The global market for smartwatches has more than doubled since the second quarter of 2018, so where does this leave the traditional luxury watchmakers?
At The Grand Prix d'Horlogerie de Genève (GPHG), dubbed the “Oscars of the watchmaking industry,” one luxury timepiece stands out among the rest. Between bejewelled creations and intricate moving cogs sits a simple, black watch face.
What appears to be a high-tech smartwatch is actually a mechanical entry in the “Men’s” category by Switzerland-based H. Moser & Cie. When flipped over, all the intricacies for which Swiss watchmaking is best-known are revealed, cogs and wheels collide in a symphony of artistry and technique.
Edouard Meylan, CEO of the almost 200-year-old company based north of Zurich, said they had the idea for the creation back in 2016, when Apple and other tech firms were unveiling connected wristwatches.
“People were asking: ‘Are you going to create a connected watch?’” Meylan tells Euronews. “Why would I do that?… We are completely different, what we create are long-lasting products with craftsmanship.”
The response was the 26,000-euro “Swiss Alp Watch”, its last edition on display in a touring exhibit of shortlisted award entries. It is a mechanical timepiece with dials finished in Vantablack, a “super-black” coating originally developed for use on satellites.
“(The) design is obviously inspired by connected watches, but mechanical, explaining that, yes, there's a new trend, there's a new category, and we can get inspired and work with these kinds of categories,” said Meylan.
Amid a growing global smartwatch market, many in the industry believe the connected devices serve a different function to traditional timepieces. Several brands, particularly those operating at the higher-end, don’t consider the likes of Apple and Samsung to be competitors. For now, at least.
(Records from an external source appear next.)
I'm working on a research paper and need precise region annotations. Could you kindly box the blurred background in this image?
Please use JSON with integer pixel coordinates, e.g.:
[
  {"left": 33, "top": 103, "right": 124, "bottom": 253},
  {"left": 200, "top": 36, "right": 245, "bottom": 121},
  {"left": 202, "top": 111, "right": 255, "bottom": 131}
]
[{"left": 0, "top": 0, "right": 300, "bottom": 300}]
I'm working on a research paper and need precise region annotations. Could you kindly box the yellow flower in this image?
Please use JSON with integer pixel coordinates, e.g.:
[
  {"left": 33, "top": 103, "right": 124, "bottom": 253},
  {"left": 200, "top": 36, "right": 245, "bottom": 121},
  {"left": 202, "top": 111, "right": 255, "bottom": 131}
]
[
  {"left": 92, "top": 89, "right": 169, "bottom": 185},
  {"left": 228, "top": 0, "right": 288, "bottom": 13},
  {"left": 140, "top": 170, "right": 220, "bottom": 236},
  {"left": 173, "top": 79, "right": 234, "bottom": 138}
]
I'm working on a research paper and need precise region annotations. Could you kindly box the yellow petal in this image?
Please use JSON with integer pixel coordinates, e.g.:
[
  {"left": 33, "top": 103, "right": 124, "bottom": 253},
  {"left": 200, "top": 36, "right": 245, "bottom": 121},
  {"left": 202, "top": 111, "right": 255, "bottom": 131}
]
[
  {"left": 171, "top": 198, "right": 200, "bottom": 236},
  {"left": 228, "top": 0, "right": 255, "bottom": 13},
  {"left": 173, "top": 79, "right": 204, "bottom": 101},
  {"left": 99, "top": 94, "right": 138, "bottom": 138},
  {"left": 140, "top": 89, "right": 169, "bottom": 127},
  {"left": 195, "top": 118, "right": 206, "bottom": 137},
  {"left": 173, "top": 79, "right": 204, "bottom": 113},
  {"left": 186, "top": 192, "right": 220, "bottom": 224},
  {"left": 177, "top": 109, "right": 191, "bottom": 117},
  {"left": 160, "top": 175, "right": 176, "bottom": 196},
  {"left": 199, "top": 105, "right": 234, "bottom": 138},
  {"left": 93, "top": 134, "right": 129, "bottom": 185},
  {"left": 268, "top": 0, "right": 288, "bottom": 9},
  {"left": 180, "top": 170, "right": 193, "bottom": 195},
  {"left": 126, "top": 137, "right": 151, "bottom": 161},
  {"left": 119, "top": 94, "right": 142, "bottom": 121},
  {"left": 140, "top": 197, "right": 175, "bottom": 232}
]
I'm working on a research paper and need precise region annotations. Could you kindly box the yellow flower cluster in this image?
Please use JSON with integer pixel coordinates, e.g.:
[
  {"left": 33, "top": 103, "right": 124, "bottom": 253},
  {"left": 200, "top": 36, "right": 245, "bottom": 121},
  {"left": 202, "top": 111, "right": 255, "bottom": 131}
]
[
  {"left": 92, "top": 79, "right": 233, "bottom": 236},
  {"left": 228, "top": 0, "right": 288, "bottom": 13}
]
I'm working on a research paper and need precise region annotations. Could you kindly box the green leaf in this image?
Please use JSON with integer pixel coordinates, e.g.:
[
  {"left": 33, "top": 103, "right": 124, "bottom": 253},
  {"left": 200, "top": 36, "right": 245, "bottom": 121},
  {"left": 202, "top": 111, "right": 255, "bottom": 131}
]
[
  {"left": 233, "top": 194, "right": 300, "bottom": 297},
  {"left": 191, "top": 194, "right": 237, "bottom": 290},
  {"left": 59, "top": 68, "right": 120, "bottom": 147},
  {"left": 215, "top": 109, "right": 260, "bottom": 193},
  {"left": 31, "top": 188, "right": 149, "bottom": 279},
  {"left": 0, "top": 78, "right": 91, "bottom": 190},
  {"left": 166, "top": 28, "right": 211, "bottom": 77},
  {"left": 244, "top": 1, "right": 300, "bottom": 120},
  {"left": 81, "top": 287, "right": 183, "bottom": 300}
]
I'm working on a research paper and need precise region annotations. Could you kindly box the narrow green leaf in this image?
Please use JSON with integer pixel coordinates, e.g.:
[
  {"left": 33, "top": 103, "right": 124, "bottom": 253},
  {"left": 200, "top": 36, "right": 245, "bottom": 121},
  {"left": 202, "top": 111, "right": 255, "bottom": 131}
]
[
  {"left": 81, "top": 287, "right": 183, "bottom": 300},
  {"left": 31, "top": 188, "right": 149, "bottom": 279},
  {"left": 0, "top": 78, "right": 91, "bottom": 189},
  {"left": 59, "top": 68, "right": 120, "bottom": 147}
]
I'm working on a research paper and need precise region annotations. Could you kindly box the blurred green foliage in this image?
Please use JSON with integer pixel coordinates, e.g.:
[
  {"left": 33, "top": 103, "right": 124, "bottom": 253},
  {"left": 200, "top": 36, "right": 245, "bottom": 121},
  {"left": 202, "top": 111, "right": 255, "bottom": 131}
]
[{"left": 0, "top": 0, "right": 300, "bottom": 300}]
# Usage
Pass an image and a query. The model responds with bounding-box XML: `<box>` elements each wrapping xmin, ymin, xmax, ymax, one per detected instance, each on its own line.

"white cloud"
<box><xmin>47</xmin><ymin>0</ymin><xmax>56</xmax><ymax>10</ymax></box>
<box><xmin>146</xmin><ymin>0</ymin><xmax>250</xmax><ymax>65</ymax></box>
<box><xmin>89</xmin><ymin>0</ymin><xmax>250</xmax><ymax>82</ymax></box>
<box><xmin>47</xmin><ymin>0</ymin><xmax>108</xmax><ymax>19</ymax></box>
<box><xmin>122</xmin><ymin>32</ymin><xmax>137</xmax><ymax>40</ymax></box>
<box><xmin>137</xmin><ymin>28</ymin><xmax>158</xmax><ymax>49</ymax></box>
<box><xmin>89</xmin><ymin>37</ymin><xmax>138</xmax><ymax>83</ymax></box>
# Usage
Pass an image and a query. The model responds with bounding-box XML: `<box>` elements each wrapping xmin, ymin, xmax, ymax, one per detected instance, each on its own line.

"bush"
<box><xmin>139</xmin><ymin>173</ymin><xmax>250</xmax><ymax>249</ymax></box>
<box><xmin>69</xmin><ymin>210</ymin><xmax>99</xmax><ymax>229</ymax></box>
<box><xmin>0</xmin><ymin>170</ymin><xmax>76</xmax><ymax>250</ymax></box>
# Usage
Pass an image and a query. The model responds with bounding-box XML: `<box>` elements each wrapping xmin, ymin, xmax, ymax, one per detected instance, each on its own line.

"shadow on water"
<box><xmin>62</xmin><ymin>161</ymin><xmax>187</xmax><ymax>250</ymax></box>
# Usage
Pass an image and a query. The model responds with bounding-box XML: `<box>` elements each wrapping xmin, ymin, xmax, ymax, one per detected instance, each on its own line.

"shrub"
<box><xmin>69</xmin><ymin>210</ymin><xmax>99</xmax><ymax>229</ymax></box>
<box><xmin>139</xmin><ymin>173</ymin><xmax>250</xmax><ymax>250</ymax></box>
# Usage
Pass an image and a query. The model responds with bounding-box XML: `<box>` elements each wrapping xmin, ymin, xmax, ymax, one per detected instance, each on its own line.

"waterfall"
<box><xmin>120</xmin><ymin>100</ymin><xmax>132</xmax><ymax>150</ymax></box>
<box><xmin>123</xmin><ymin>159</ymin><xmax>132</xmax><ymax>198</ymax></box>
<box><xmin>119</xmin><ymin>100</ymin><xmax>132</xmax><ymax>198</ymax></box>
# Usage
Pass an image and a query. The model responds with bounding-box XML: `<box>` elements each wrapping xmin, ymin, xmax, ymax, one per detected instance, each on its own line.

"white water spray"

Indeed, aside from H. Moser & Cie.’s tongue-in-cheek creation, the influence of connected watches is almost non-existent at this year’s GPHG awards, an annual barometer for the industry as a whole.
“Digitalisation is a challenge, but it's also a risk. I think the real strength of the watch industry is the traditional mechanic watch industry,” said the award’s president Raymond Loretan.
It’s been over six years since Apple launched its first connected wristwatch. In 2019, the Cupertino-based tech giant shipped 31 million units of its Apple Watch, about ten million more than all Swiss watch brands combined, according to Strategy Analytics.
“There is a war for the wrist,” said Karine Szegedi, consumer and fashion and luxury lead at global accounting giant Deloitte.
“The wrist is very demanded because, of course, you have two wrists, no more. So, what do you wear, a luxury watch or a smartwatch?”
According to Deloitte’s Swiss Watch Industry Study, published in early October, the global market for smartwatches has more than doubled since the second quarter of 2018, rising from 8.6 to 18.1 million units by the second quarter of this year. A fitness renaissance during coronavirus lockdowns has only made wearables more popular.
Some traditional watchmakers - including TAG Heuer, Louis Vuitton, Hublot and Montblanc - have taken the dive into connected wristwatches - with devices offering data on international time zones, football and basketball scores, even golf courses - others have steered well clear.
“Most Swiss watch executives think the Swiss watch industry has just entered the market too late and probably missed the boat,” said Szegedi. “Because they cannot keep up with the large technology companies.”
Deloitte’s study says while smartwatches are still seen as a threat, traditional brands are stepping up their game and consumers increasingly prefer to own both.
“We see a regain of interest in the nice Swiss timepieces more and more,” adds Szegedi.
Indeed, amid a post-lockdown rebound among high-end Swiss watchmakers, where for many export values have already recovered to pre-pandemic levels, there’s little concern about the threat of smartwatches.
“In our price point, we’re not impacted by the digital watches,” said Georges Kern, CEO of Swiss-based Breitling, which has four entries shortlisted in The GPHG.
“When you go out at night, when you have nice shoes, nice drive. You want to have a proper watch. And a watch with a statement, with a design, with an emotion, with a story related and not a battery with overkill of information.”
It’s a similar picture for H. Moser & Cie., which now produces around 2,000 watches a year. CEO Meylan said demand has been “crazy”.
“Like many other brands, we are experiencing an amazing year,” he said. “I don't know how long this is sustainable, but the demand is so high, nobody can really cope with it.”
And what about creating a connected watch, has Meylan changed his mind? Now, just as in 2016, the answer is still: no.
“Young people want to have things they can relate to, that they understand, we don't really understand how those Fitbit Garmin work, it's all electronic and when it's broken you throw it away,” he said.
“Whereas a mechanical watch, to some extent, you understand what's happening in there.”